Каждое слово било в точку, западало в наши души.

Меня не оставляет мысль: знай Булгаков, что его смерть стала сенсацией и вызвала какой-либо ажиотаж, и в этом случае избрал бы одиночество — свой крест, который взвалил себе на плечи, как только достиг высот своего писательского предназначения.

Время, прошедшее с той поры, было для всех нас особенно тяжелым.

Пишу по первым впечатлениям об уходе Булгакова. Мне следовало бы написать все это попозже, но я чувствовал себя прескверно, к тому же был весь в хлопотах: надо было напечатать и разослать приглашения на церемонию, а также отпечатать сотни экземпляров поэмы, сочиненной на смерть Булгакова (один из них прилагаю к этому письму). Мы распространили стихи в толпе сразу после, того как прах Булгакова был предан земле. Небо быстро темнело...
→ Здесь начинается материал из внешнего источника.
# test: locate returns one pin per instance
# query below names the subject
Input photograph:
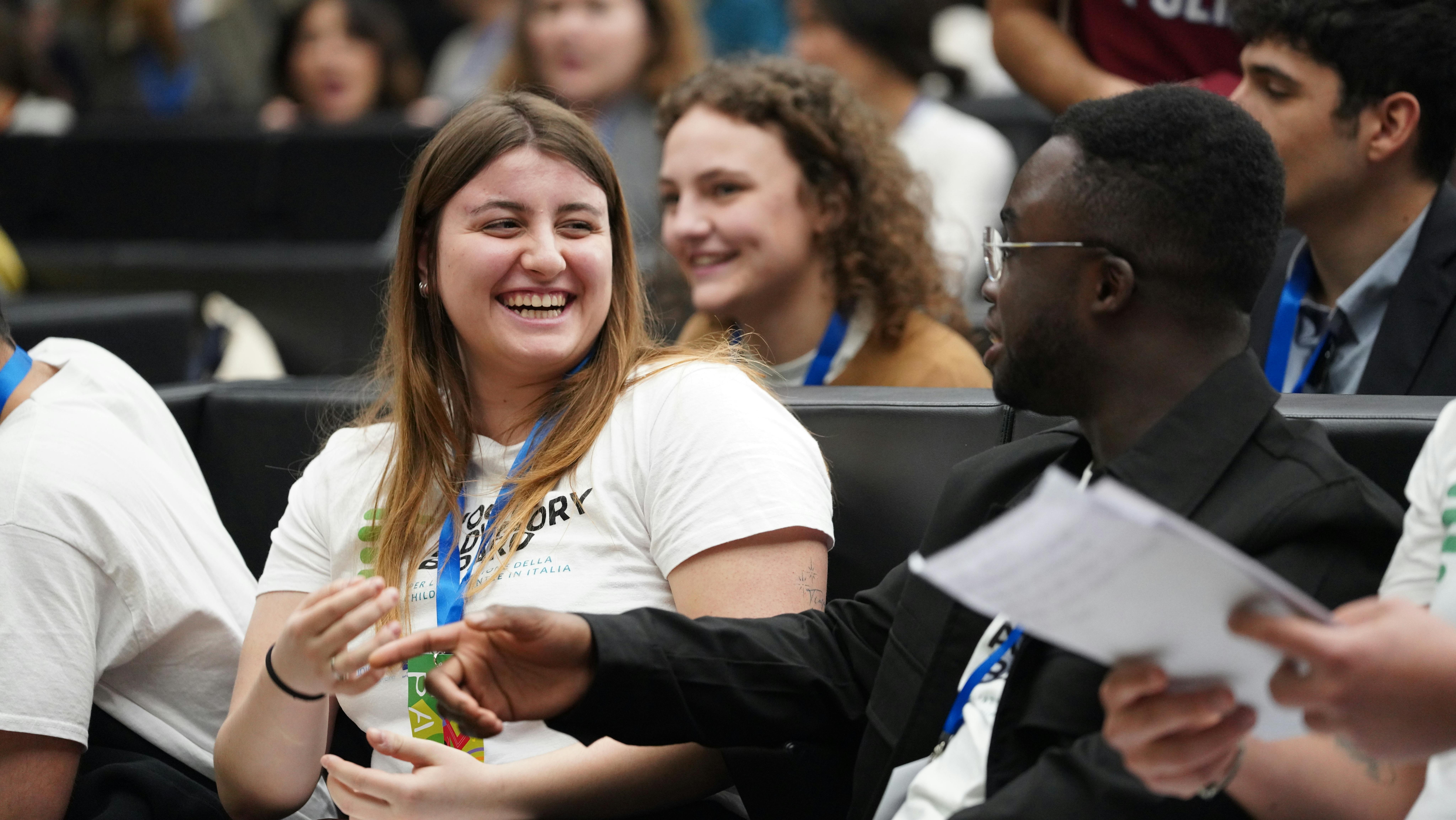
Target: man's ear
(1391, 124)
(1114, 285)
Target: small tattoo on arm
(810, 585)
(1377, 771)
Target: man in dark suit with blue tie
(1358, 95)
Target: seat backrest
(254, 440)
(889, 452)
(149, 331)
(1379, 436)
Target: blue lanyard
(957, 719)
(14, 372)
(831, 343)
(449, 593)
(1286, 320)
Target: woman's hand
(312, 653)
(512, 663)
(446, 783)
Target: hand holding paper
(1112, 576)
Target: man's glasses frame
(995, 248)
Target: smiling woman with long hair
(532, 446)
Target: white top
(967, 167)
(793, 373)
(1419, 572)
(694, 457)
(957, 778)
(122, 585)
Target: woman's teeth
(536, 305)
(704, 260)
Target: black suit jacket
(877, 673)
(1416, 350)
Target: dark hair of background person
(879, 245)
(1184, 186)
(1378, 47)
(899, 31)
(678, 50)
(375, 21)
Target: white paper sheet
(1110, 576)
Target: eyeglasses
(997, 250)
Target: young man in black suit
(1171, 199)
(1358, 97)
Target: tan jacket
(930, 356)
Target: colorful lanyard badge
(424, 711)
(1286, 323)
(831, 343)
(957, 719)
(14, 372)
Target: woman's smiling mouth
(535, 305)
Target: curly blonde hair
(880, 245)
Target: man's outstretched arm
(653, 678)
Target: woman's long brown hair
(426, 395)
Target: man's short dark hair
(1378, 47)
(1186, 187)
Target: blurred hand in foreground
(1382, 676)
(1176, 742)
(510, 665)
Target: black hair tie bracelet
(287, 689)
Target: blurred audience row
(338, 62)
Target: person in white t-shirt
(124, 598)
(532, 446)
(884, 52)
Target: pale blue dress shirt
(1356, 318)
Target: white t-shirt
(122, 585)
(692, 457)
(969, 168)
(793, 373)
(1419, 573)
(957, 778)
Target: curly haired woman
(791, 213)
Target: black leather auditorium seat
(149, 331)
(889, 452)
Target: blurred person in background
(164, 57)
(788, 208)
(1065, 52)
(609, 62)
(25, 108)
(340, 62)
(884, 52)
(1359, 98)
(467, 60)
(126, 599)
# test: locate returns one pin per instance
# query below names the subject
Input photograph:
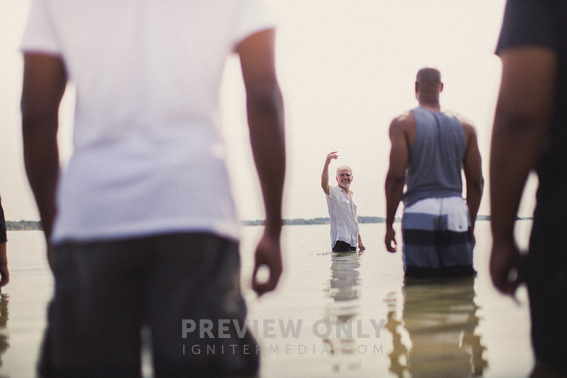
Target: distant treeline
(23, 225)
(299, 221)
(36, 225)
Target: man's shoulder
(404, 123)
(407, 116)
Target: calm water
(337, 315)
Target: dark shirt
(544, 23)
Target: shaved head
(428, 75)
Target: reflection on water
(440, 318)
(4, 299)
(344, 289)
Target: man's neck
(431, 105)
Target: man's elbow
(476, 184)
(265, 99)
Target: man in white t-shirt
(345, 235)
(141, 224)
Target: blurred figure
(345, 234)
(141, 225)
(530, 132)
(4, 272)
(430, 147)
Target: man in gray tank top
(430, 146)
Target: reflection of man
(440, 317)
(4, 272)
(145, 231)
(530, 131)
(345, 234)
(430, 146)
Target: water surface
(343, 315)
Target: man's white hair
(343, 167)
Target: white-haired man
(345, 235)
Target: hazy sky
(346, 68)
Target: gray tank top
(436, 157)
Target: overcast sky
(346, 68)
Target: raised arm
(44, 84)
(395, 179)
(521, 122)
(267, 137)
(325, 175)
(472, 164)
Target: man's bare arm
(267, 137)
(472, 165)
(395, 179)
(44, 84)
(325, 174)
(521, 123)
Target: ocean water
(332, 315)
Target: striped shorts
(437, 237)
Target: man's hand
(361, 246)
(268, 254)
(506, 267)
(390, 240)
(325, 174)
(331, 156)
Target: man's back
(147, 76)
(435, 156)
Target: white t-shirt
(148, 157)
(344, 216)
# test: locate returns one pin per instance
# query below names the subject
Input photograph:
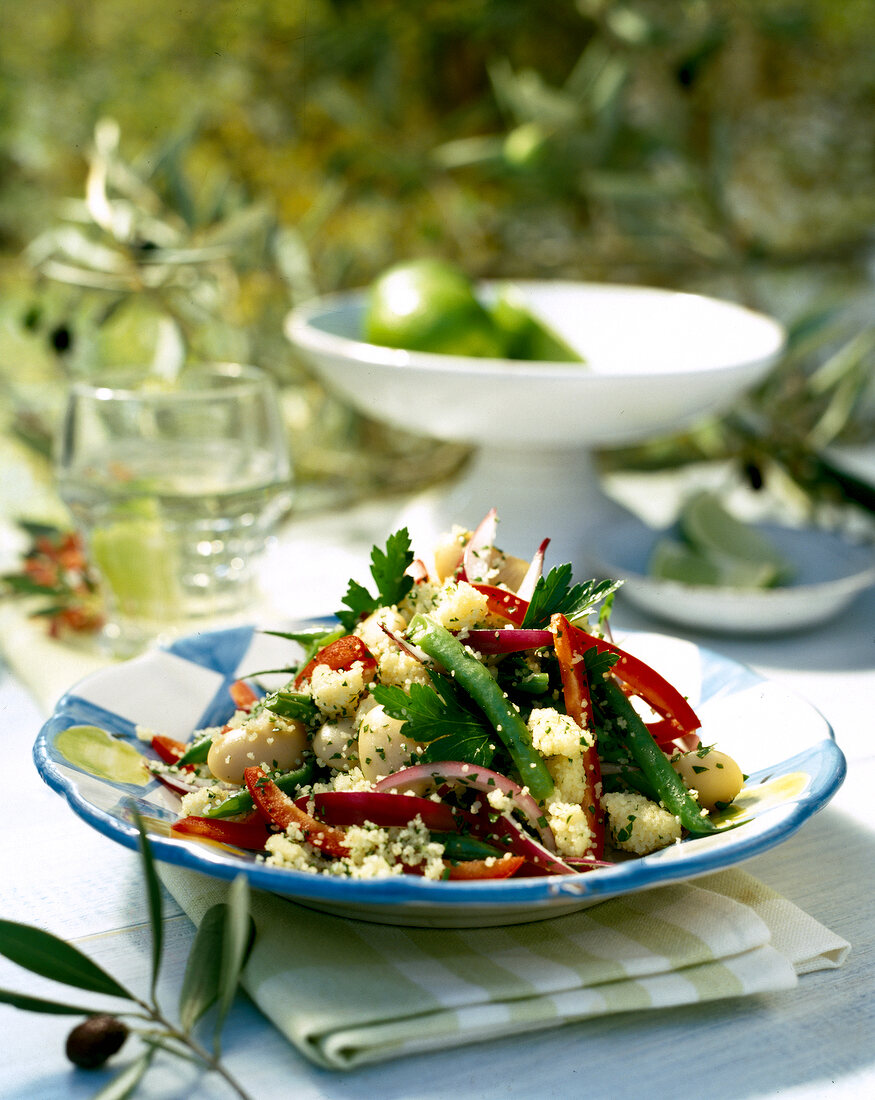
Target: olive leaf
(52, 957)
(41, 1004)
(237, 942)
(215, 963)
(123, 1084)
(153, 897)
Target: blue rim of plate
(221, 652)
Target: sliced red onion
(477, 558)
(514, 837)
(379, 807)
(534, 573)
(479, 779)
(506, 640)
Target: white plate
(785, 746)
(830, 572)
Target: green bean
(460, 847)
(241, 802)
(654, 763)
(477, 681)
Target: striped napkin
(347, 992)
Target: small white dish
(830, 572)
(779, 739)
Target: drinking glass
(175, 490)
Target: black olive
(95, 1040)
(61, 338)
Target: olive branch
(215, 964)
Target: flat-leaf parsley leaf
(389, 569)
(555, 595)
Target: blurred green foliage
(723, 145)
(589, 139)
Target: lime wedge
(528, 337)
(715, 534)
(677, 561)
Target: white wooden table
(815, 1041)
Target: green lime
(429, 305)
(527, 336)
(713, 531)
(677, 561)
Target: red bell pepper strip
(281, 810)
(483, 868)
(578, 704)
(340, 655)
(245, 834)
(167, 748)
(503, 603)
(243, 696)
(666, 735)
(655, 690)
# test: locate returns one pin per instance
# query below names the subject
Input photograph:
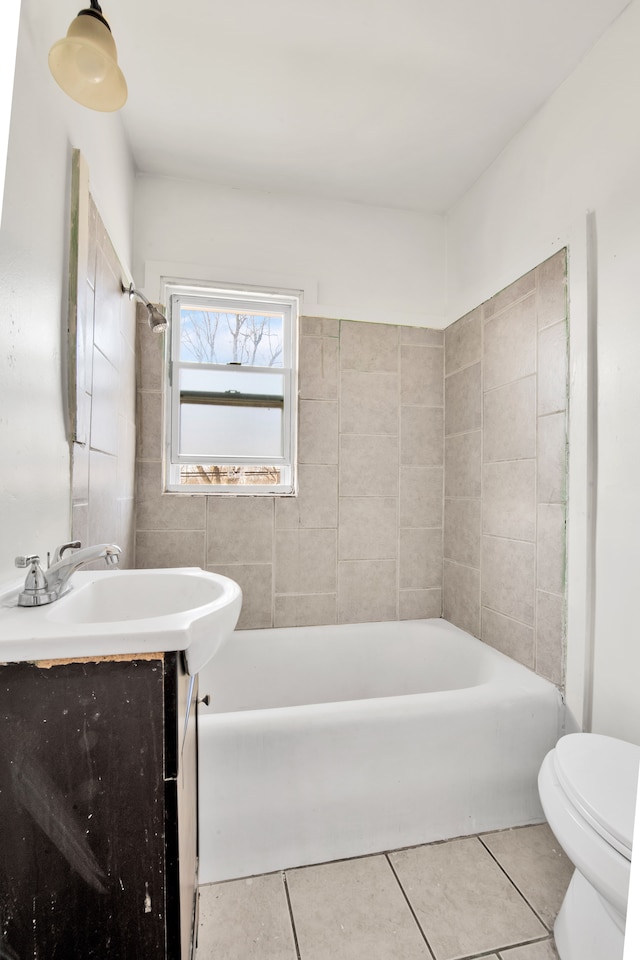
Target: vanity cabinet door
(82, 811)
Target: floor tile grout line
(410, 905)
(290, 908)
(515, 885)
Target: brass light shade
(85, 63)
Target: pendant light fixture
(85, 62)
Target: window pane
(230, 431)
(209, 335)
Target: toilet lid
(600, 776)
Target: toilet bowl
(587, 787)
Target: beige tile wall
(103, 459)
(505, 469)
(363, 538)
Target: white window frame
(286, 302)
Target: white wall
(355, 262)
(580, 153)
(34, 237)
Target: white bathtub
(322, 743)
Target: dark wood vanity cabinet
(98, 809)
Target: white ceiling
(399, 103)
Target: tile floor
(493, 896)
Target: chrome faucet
(45, 586)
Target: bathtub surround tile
(239, 530)
(550, 636)
(353, 909)
(516, 640)
(369, 403)
(510, 421)
(463, 401)
(318, 431)
(509, 499)
(420, 604)
(318, 368)
(368, 347)
(508, 578)
(552, 458)
(245, 920)
(461, 598)
(552, 379)
(305, 561)
(462, 466)
(421, 436)
(316, 503)
(420, 558)
(169, 548)
(510, 343)
(420, 502)
(305, 610)
(421, 372)
(463, 342)
(368, 466)
(367, 591)
(443, 884)
(368, 528)
(536, 863)
(552, 289)
(256, 582)
(463, 531)
(517, 290)
(551, 548)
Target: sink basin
(126, 611)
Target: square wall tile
(306, 561)
(552, 369)
(305, 610)
(463, 401)
(368, 466)
(420, 604)
(369, 403)
(316, 503)
(463, 531)
(510, 344)
(367, 591)
(421, 370)
(239, 529)
(318, 368)
(421, 490)
(353, 909)
(462, 466)
(317, 431)
(461, 600)
(420, 558)
(508, 578)
(368, 347)
(169, 548)
(368, 528)
(421, 436)
(509, 503)
(510, 421)
(463, 342)
(256, 583)
(442, 882)
(516, 640)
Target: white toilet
(587, 787)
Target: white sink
(125, 611)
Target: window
(231, 391)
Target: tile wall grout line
(290, 908)
(516, 887)
(410, 906)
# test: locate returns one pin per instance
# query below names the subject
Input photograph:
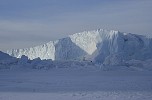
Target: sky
(27, 23)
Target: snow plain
(75, 84)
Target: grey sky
(26, 23)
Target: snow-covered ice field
(75, 84)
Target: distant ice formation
(101, 46)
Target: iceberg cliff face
(98, 45)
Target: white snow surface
(24, 79)
(75, 84)
(94, 45)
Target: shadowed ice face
(25, 23)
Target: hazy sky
(25, 23)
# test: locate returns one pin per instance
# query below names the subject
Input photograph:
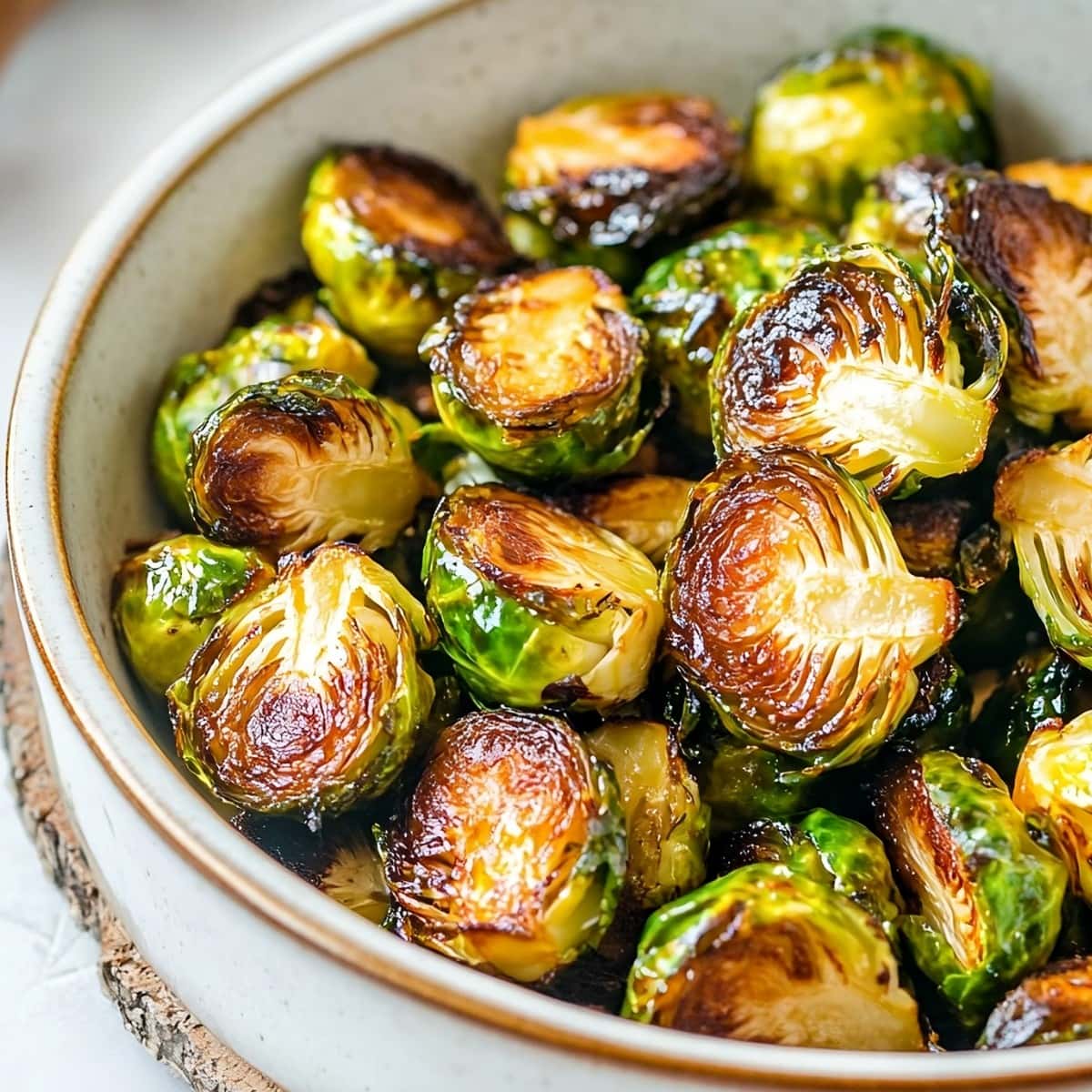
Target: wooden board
(147, 1008)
Пусть оправданием мне послужит то, что у меня не было ни минуты, чтобы сесть за письменный стол. Надеюсь, Вы меня простите. Я был загружен до такой степени, что даже думать ни о чем, что не было бы связано с похоронами, не мог.

Конечно же, его смерть ни для кого из нас не явилась неожиданностью. Прежде всего — для самого Булгакова...

Вот вам и ирония судьбы.

А я благодарю Бога за то, что прожил достаточно долго и имел возможность проводить Булгакова в последний путь.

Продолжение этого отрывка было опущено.